My take is that the allure of the business model was in the hopes of addressing constant and growing deficits. This was a key failure of the early opponents. No one could offer up an alternative that made the system more fiscally responsible. On the other hand, the proponents offered the visions of disappearing deficits, record enrollment and unparalleled efficiency. Cue the trumpets. Enter the unicorns. Send in the clowns.

Of course, the promises did not and will not come true. So now we are left with a bloated, unresponsive centralized system, an ever-expanding headquarters, continuing deficits and declining enrollments with decimated campuses competing for ever-shrinking educational resources. “Hunger Games” anyone?

So, what’s next? Next comes the internal war followed by the state teardown. My expectations are drawn from years of experience seeing similar scenarios play out in the private sector corporate world. There is, however, one distinct difference which I will address later.

The immediate future is one of a war between the “Old Guard” versus the “New Guard.” The creation of the Emerald City…er… centralized headquarters required massive amounts of hiring (and funding) which continue to this day. Careerist administrators were hired and introduced as “new blood” (the “New Guard”). Those already existing inside the system who first began consolidation became the “Old Guard.” 

The New Guard now seeks to remove the Old Guard and replace them with New Guard cronies with the single-minded aim of advancing their own careers. The New Guard will prevail only to blame any failure on the Old Guard. This purchases the New Guard sufficient time to inflate their records and move on.

The following chapter will involve a complete teardown of the system by the state. A corporation is at the whim of market forces and investor confidence. Unlike a corporation, CSCC answers to state government. And state government is starting to realize the none of the promises for consolidation are coming true. It even appears they are getting worse. Increasing deficits. Dropping enrollments. Campus-level budget cuts and lay-offs. The list goes on as the litany of excuses increases. 

Politicians are loathe to admit error and will need to find another way to deal with the problem. Enter the “consultants.” The state is currently looking to hire consultants to review consolidation. So, what is likely to result? Again, based on my business experience, I expect little good. Consultants love to use jargon such as “synergies,” “right-sizing” and “core competencies.” In terms of real-world consequences this usually means closing facilities, laying off employees and burnout for those who survive. Meanwhile, the consultants have collected their fee and are long gone.

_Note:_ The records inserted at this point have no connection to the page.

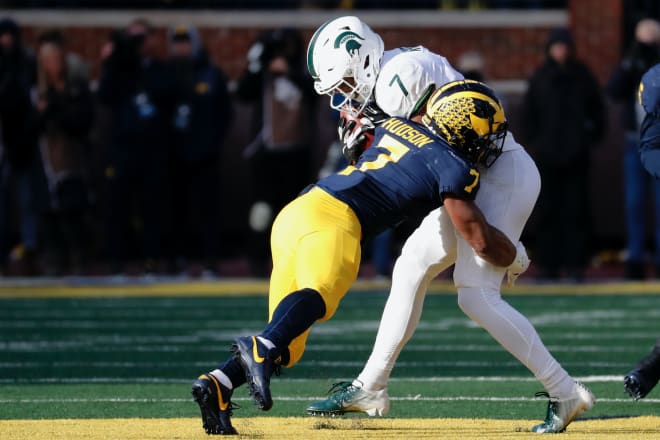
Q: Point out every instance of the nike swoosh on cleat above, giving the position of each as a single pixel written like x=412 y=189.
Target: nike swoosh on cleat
x=221 y=403
x=255 y=352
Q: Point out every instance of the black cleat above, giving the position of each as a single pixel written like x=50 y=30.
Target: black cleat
x=259 y=364
x=214 y=402
x=637 y=385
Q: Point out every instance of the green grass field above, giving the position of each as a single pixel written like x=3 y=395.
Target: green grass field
x=116 y=356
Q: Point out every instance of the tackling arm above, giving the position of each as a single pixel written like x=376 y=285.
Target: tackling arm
x=487 y=241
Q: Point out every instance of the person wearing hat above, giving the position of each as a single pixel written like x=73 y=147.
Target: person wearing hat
x=202 y=117
x=563 y=118
x=623 y=86
x=21 y=171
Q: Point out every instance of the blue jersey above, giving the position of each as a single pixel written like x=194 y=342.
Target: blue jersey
x=649 y=98
x=405 y=174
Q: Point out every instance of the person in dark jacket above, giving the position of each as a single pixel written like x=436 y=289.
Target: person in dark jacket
x=563 y=118
x=202 y=116
x=66 y=114
x=21 y=172
x=277 y=83
x=137 y=88
x=622 y=87
x=645 y=376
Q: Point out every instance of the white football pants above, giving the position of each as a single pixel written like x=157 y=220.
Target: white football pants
x=507 y=195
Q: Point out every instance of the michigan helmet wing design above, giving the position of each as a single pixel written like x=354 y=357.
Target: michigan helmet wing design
x=470 y=118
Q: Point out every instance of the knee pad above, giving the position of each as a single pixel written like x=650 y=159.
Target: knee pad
x=475 y=301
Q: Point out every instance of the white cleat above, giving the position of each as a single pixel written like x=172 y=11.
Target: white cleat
x=349 y=397
x=561 y=412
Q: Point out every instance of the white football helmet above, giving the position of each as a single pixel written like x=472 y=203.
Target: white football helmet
x=341 y=48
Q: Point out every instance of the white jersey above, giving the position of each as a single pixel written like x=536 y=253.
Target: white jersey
x=405 y=76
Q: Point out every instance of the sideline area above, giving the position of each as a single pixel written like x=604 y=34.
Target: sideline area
x=319 y=428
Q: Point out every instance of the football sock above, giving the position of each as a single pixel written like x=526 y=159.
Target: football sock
x=222 y=378
x=515 y=333
x=233 y=371
x=292 y=316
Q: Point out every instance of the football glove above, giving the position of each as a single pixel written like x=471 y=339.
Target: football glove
x=357 y=132
x=519 y=265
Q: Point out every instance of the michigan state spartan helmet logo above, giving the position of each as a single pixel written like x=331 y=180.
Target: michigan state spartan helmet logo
x=350 y=39
x=343 y=58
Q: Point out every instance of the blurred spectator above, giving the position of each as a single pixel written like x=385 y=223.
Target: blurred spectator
x=65 y=118
x=622 y=87
x=138 y=89
x=563 y=117
x=277 y=83
x=76 y=67
x=21 y=173
x=202 y=116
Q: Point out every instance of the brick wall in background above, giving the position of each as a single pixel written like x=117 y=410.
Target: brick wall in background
x=511 y=51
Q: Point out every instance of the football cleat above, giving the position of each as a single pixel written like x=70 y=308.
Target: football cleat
x=214 y=400
x=561 y=412
x=637 y=384
x=347 y=397
x=259 y=364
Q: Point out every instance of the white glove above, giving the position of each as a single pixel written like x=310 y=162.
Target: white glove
x=519 y=265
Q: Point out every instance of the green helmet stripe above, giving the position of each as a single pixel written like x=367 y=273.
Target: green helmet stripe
x=343 y=35
x=310 y=49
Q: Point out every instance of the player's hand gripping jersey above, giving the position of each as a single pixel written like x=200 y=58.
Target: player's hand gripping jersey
x=404 y=174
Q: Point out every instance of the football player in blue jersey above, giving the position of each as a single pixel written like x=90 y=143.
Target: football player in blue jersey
x=641 y=380
x=315 y=240
x=347 y=60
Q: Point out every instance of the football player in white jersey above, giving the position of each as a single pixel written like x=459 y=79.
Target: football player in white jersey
x=347 y=61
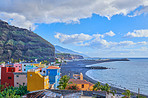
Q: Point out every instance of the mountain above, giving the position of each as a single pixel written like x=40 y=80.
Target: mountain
x=59 y=49
x=18 y=43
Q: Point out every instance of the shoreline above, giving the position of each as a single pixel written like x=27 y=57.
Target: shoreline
x=75 y=67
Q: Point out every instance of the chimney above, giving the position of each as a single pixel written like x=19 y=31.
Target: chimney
x=81 y=76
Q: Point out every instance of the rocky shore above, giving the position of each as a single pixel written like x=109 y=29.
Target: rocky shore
x=76 y=67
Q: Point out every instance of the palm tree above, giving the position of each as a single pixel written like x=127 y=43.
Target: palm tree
x=64 y=82
x=97 y=86
x=127 y=93
x=1 y=88
x=113 y=92
x=106 y=88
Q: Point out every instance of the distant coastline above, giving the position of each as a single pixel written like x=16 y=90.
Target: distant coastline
x=78 y=66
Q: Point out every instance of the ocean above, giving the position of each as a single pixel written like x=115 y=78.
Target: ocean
x=130 y=75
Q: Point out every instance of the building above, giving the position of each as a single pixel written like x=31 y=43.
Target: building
x=82 y=84
x=78 y=76
x=54 y=75
x=20 y=78
x=28 y=66
x=7 y=76
x=36 y=81
x=18 y=66
x=50 y=93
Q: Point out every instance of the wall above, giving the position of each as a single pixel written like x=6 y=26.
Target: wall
x=20 y=79
x=86 y=86
x=5 y=73
x=35 y=81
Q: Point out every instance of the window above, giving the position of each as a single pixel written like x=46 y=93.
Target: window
x=82 y=85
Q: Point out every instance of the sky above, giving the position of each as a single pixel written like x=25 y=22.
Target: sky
x=97 y=28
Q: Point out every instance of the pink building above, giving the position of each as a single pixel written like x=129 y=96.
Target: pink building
x=20 y=78
x=2 y=65
x=18 y=67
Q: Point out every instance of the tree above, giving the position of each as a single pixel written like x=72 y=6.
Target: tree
x=97 y=86
x=14 y=92
x=64 y=82
x=1 y=88
x=127 y=93
x=106 y=88
x=72 y=87
x=12 y=61
x=113 y=92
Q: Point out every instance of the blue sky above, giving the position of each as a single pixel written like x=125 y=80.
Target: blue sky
x=109 y=28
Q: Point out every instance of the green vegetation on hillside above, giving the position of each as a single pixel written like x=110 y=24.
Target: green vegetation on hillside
x=24 y=44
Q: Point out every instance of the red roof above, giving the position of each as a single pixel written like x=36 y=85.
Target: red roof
x=40 y=68
x=53 y=67
x=78 y=81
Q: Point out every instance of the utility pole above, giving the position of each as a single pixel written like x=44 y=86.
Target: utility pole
x=138 y=92
x=29 y=28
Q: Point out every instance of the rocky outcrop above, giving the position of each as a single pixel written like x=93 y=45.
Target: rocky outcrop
x=68 y=56
x=18 y=43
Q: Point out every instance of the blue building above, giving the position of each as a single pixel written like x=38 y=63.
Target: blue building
x=54 y=75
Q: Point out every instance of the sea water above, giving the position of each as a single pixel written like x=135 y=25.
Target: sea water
x=130 y=75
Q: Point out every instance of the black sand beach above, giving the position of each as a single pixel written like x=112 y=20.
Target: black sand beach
x=77 y=67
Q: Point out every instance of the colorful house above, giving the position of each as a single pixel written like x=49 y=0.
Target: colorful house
x=54 y=75
x=7 y=76
x=36 y=81
x=28 y=66
x=18 y=66
x=82 y=84
x=20 y=78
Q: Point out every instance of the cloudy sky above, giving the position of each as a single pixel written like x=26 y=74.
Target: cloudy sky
x=98 y=28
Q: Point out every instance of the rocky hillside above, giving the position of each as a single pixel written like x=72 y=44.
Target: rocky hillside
x=68 y=56
x=24 y=44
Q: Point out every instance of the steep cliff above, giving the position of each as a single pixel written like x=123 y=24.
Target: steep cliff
x=18 y=43
x=68 y=56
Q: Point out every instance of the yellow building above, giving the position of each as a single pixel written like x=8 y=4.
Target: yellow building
x=35 y=81
x=36 y=64
x=82 y=84
x=42 y=65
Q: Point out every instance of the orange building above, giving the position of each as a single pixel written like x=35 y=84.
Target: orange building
x=35 y=81
x=82 y=84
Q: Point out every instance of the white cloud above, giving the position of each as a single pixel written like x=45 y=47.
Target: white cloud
x=66 y=11
x=94 y=41
x=137 y=33
x=74 y=38
x=110 y=33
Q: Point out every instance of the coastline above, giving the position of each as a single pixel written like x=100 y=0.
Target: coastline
x=76 y=67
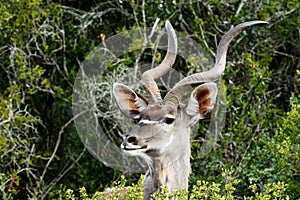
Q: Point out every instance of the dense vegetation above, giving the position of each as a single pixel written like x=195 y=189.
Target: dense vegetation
x=43 y=43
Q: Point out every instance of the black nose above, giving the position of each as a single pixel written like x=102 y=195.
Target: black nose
x=131 y=139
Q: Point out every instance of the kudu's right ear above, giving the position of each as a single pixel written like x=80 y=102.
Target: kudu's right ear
x=128 y=101
x=202 y=100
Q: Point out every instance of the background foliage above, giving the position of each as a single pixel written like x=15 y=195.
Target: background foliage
x=43 y=43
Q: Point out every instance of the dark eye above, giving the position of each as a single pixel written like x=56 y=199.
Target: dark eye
x=169 y=120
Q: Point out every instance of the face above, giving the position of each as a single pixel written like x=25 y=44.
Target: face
x=155 y=128
x=162 y=128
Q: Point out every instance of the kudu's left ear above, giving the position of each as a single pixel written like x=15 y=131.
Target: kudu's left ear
x=128 y=101
x=202 y=101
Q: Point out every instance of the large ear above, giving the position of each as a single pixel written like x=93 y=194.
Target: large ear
x=128 y=101
x=202 y=101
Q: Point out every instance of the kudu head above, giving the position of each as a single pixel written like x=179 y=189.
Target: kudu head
x=163 y=126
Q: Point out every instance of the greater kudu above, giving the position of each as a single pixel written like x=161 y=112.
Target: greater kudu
x=162 y=134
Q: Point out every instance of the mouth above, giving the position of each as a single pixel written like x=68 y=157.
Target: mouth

I fully expect that within a few years CSCC will shrink from 12 campuses to four to six. Surviving campuses will be in the largest “markets” with ample “customer population.” Underserved suburban and rural areas of the state will be abandoned to online course offerings as a poor substitute for a college experience.

This is totally contrary to the purpose of community colleges. A community college provides access to the college experience for populations not readily served by existing colleges and universities. The whole purpose is outreach, not market share or profit. Public education was never intended to be a self-sustaining, profit-generating enterprise. 

Education is intended to responsibly utilize public funding to make for a better citizenry. Yet in the pursuit of profit we are left with with lose (consolidation)… lose (careerists) …and lose (teardown).

Richard Bennett is a Professor Emeritus at Three Rivers Community College.